13.47 PIPELINED Clause

Instructs the database to return the results of a table function iteratively.

Use only with a table function, to specify that it is pipelined. A pipelined table function returns a row to its invoker immediately after processing that row and continues to process rows. To return a row (but not control) to the invoker, the function uses the "PIPE ROW Statement".

A table function returns a collection type (a nested table or varray). You query table functions by using the TABLE keyword before the function name in the FROM clause of the query. For example:

SELECT * FROM TABLE(function_name(...))

the database then returns rows as they are produced by the function.

Topics

Syntax

Semantics

pipelined_clause

PIPELINED { IS | USING }

PIPELINED can appear only once in the function.

  • If you specify the keyword PIPELINED alone (PIPELINED IS ...), then the PL/SQL function body must use the PIPE keyword. This keyword instructs the database to return single elements of the collection out of the function, instead of returning the whole collection as a single value.

  • You can specify the PIPELINED USING implementation_type clause to predefine an interface containing the start, fetch, and close operations. The implementation type must implement the ODCITable interface and must exist at the time the table function is created. This clause is useful for table functions implemented in external languages such as C++ and Java.

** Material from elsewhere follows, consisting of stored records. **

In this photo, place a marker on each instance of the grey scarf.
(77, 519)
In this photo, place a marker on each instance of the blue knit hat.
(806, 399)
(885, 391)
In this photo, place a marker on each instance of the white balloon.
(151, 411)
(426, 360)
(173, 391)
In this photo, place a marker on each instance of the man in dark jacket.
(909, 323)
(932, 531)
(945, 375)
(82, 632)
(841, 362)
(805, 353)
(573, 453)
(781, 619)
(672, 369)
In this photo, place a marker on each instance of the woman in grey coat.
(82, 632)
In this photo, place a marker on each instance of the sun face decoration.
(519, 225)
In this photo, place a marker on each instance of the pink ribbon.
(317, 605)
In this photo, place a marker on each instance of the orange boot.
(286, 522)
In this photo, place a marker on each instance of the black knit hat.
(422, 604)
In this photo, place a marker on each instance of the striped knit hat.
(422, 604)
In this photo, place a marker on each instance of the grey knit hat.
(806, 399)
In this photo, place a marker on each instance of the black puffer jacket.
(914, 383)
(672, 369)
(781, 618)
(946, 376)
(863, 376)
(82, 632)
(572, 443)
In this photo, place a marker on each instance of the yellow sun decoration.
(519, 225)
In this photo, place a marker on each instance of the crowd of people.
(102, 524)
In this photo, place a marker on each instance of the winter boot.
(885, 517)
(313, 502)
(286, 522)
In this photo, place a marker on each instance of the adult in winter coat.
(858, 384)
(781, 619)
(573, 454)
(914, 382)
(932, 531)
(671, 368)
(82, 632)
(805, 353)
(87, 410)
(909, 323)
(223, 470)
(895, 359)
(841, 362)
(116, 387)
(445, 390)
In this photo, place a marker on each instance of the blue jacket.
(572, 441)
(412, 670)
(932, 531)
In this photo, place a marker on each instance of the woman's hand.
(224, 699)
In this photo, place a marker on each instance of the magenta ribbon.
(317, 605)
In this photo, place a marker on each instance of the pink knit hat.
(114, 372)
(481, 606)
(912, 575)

    If the return type of the function is ANYDATASET, then you must also define a describe method (ODCITableDescribe) as part of the implementation type of the function.

Restriction on PIPELINED

You cannot specify PIPELINED for a nested function.

Note:

You cannot run a pipelined table function over a database link. The reason is that the return type of a pipelined table function is a SQL user-defined type, which can be used only in a single database (as explained in Oracle Database Object-Relational Developer's Guide). Although the return type of a pipelined table function might appear to be a PL/SQL type, the database actually converts that PL/SQL type to a corresponding SQL user-defined type.